State-owned Passenger Rail Agency of South Africa (Prasa) is in the final negotiations with its preferred bidder, the Cabinet-endorsed Gibela Rail Transportation consortium, comprising French multinational Alstom and local engineering company Actom, for the first phase of the R51-billion contract.
Auditing and advisory firm KPMG led the feasibility study and is now the lead financial and commercial adviser for the procurement stage of the contract, as well as the joint lead on the project’s localisation advisory team.
This is according to KPMG head of global infrastructure and projects group DeBuys Scott, who adds that Prasa and the consortium are concluding the financial transaction, whereby Prasa hopes to replace its entire fleet with 7 200 units over two phases within 20 years, at an expected cost of R123-billion.
During the first phase, 3 600 passenger trains will be designed and constructed for Prasa. Phase 1, starting in 2015, will take ten years and the second ten-year phase will begin in 2025.

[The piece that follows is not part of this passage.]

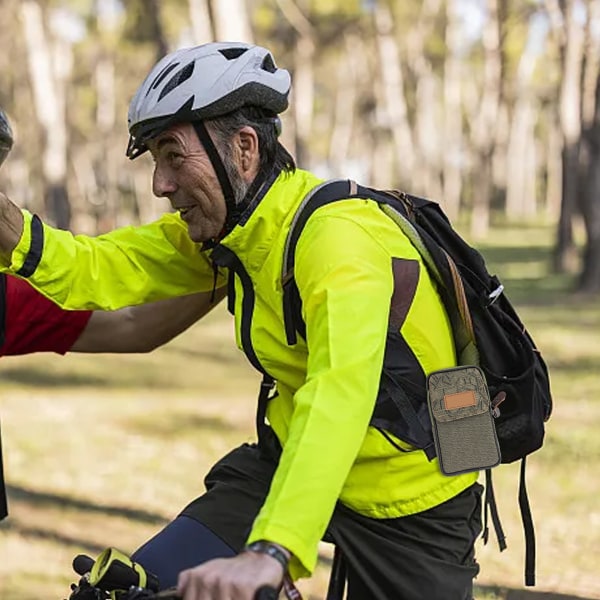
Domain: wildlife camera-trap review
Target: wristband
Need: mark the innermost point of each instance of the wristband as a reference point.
(263, 547)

The rolling stock fleet replacement project marks the first time that an entire stock fleet, in South Africa, is being replaced by new rolling stock. About one-third of the current fleet – more than 5 000 units – cannot be repaired economically.

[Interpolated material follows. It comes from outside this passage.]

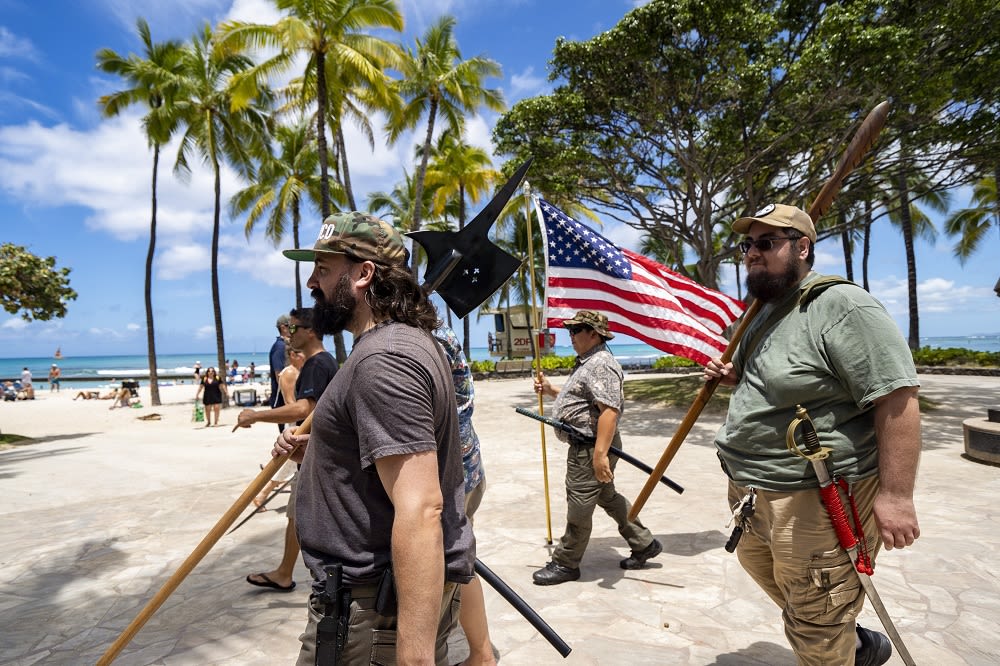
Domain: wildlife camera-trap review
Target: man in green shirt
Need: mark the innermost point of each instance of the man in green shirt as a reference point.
(838, 353)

As part of the contract, the successful bidder will establish and equip a new factory to design and manufacture new rolling stock for Prasa.
Scott estimates that it will take about two years for the factory to be built and expects the first new trains to be completed by the last quarter of 2015.

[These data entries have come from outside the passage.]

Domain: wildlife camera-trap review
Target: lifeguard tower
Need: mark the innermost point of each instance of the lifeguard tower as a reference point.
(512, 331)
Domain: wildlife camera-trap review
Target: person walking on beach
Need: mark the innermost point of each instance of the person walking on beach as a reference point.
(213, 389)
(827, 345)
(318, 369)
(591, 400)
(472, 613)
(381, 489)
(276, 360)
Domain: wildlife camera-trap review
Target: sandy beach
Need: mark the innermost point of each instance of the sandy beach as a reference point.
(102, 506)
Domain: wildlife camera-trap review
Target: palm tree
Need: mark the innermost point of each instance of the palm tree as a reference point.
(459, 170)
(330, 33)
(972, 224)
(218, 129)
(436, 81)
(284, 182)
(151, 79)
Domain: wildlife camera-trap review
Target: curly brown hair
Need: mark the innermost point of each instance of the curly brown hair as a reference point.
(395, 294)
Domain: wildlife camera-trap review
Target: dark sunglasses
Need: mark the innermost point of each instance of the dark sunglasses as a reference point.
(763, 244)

He says the rolling stock fleet replacement project will break new ground with regard to localisation and industrialisation, as the new factory will enable South Africa to establish a rail industry.
“A rail industry doesn’t exist in the country and, therefore, the monitoring of and ensuring that localisation does take place are vital. That’s why a team was established to advise on the impact of localisation through this project. A total of 65% of the contract must be localised for the duration of the project,” Scott says.
The project will not only employ local people but will also enable South Africa to build and supply its own rolling stock. This will ensure safer rolling stock that is supplied more quickly, Scott adds.
Further, as the biggest economy on the continent, he says, South Africa’s export potential for passenger rail into Africa is huge and, once a rail industry is established, this will improve the manufacturing sector of the country.
Scott believes that it is a positive time in the local transport industry, as different modes of transport are being invested in. “The long-term economical benefits will be great and will, in turn, impact positively on the country’s long-term development.”
South Africa is a developing country and there is development in every sector, which requires investment, he says. Therefore, there needs to be a balance between spending and getting the best value for money, which requires prioritisation on spending.
However, Scott says, through transport projects such as Prasa’s, foreign exchange is brought into the country.
“There are also more international investors entering the South African market, bringing their skills base to the country and transferring these skills to South Africa’s workers. It’s a long-term benefit for us,” Scott states.
Further, he says, while transport projects are not as severely affected by the strikes, stability is needed, as the country’s currency has weakened, which has had a direct impact on the acquisition of the trains for Prasa.